AI-based charging management for the integration of electric vehicles using a reference low voltage grid in Hamburg

Conference: NEIS 2022 - Conference on Sustainable Energy Supply and Energy Storage Systems
09/26/2022 - 09/27/2022 at Hamburg, Germany

Proceedings: NEIS 2022

Pages: 8Language: englishTyp: PDF

Authors:
Fu, Yuzhuo; Stadler, Andreas; Avdevicius, Edvard; Mavraj, Gazmend; Jebali ep Samet, Meriam; Pinke, Nils; Schmalholz, Oliver; Plenz, Maik; Schulz, Detlef (Electrical Power Systems, Helmut Schmidt University/University of the Federal Armed Forces Hamburg, Germany)
Versen, Dennis Salvador; Stiemer, Marcus (Theory of Electrical Engineering and Numerical Simulations, Helmut Schmidt University/University of the Federal Armed Forces, Hamburg, Germany)

Abstract:
In recent years, electric vehicles (EVs) are considered to be a promising way to reduce greenhouse gas emissions from the transportation sector.
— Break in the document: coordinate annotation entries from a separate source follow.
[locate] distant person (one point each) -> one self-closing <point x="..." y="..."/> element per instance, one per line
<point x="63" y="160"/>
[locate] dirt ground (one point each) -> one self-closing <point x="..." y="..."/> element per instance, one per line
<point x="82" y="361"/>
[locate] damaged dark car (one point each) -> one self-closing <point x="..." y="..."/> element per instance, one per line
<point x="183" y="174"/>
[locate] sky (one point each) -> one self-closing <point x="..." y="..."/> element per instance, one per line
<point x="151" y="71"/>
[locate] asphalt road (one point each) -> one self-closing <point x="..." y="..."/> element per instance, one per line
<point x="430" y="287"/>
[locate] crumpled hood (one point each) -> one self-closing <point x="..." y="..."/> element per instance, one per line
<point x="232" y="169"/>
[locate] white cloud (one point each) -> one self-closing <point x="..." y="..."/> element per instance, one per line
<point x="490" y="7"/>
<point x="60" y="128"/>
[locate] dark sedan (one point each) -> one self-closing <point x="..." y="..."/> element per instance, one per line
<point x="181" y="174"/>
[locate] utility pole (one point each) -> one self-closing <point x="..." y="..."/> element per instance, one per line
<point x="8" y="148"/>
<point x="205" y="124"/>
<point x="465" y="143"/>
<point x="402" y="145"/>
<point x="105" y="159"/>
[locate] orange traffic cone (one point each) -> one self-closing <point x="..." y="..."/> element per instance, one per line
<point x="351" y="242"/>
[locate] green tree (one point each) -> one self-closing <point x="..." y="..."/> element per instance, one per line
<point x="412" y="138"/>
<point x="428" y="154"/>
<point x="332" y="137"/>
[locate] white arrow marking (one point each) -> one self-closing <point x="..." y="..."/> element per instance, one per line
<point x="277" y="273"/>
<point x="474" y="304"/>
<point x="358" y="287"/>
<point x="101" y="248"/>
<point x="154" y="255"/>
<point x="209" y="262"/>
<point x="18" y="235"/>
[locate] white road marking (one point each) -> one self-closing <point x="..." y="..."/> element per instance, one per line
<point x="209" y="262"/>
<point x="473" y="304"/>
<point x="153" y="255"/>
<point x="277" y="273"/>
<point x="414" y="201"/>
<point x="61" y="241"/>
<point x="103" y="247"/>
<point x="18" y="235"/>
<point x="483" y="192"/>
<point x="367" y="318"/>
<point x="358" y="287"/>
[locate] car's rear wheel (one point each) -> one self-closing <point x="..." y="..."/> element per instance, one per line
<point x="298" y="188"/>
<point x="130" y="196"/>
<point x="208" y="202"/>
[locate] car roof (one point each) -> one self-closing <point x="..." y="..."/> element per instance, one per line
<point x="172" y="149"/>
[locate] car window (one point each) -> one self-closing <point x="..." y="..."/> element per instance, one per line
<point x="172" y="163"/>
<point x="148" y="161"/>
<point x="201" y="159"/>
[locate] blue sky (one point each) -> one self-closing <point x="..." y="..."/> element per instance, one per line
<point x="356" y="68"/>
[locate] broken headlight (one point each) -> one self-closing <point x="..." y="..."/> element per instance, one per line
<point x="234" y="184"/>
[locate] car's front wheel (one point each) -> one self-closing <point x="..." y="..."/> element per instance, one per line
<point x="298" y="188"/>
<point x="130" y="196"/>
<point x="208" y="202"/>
However, the increasing penetration of EVs into the distribution network (DN) raises serious concerns about the network’s safe and reliable operation. The uncontrolled EV charging with random behavior will lead to volatile load peaks on the distribution transformer. In order to obtain more transformer loading capacity available for integration of further EVs, distributed energy resources (DERs) and related devices, such as heat pumps, the transformer loading must be limited to a certain range. For this reason, an intelligent charging management based on model-free Reinforcement Learning (RL) is proposed in this work. The RL management is able to control the charging power of all EVs connected to the network without previous knowledge about the arriving- and leaving time. The needed information for the RL-agent to perceive the current state of the system is formed with cumulated values such as the total energy requirement and the total charging power demand of all EVs. In this paper, the RL algorithm is trained on real-world energy consumption data for a month and on a reference network, created with selected characteristics of a substation network area in the northeast of Hamburg. Comparing with uncontrolled charging, the simulation results show that the RL-based charging management avoids 99 % of threshold violations regarding transformer loading and results in 1 % of EV energy requirement is not satisfied. Through sensitivity analysis regarding the state space representation in the employed RL process, the necessity of providing the state of charge (SOC) or the energy requirements of EV users are proven to improve the charging control performance.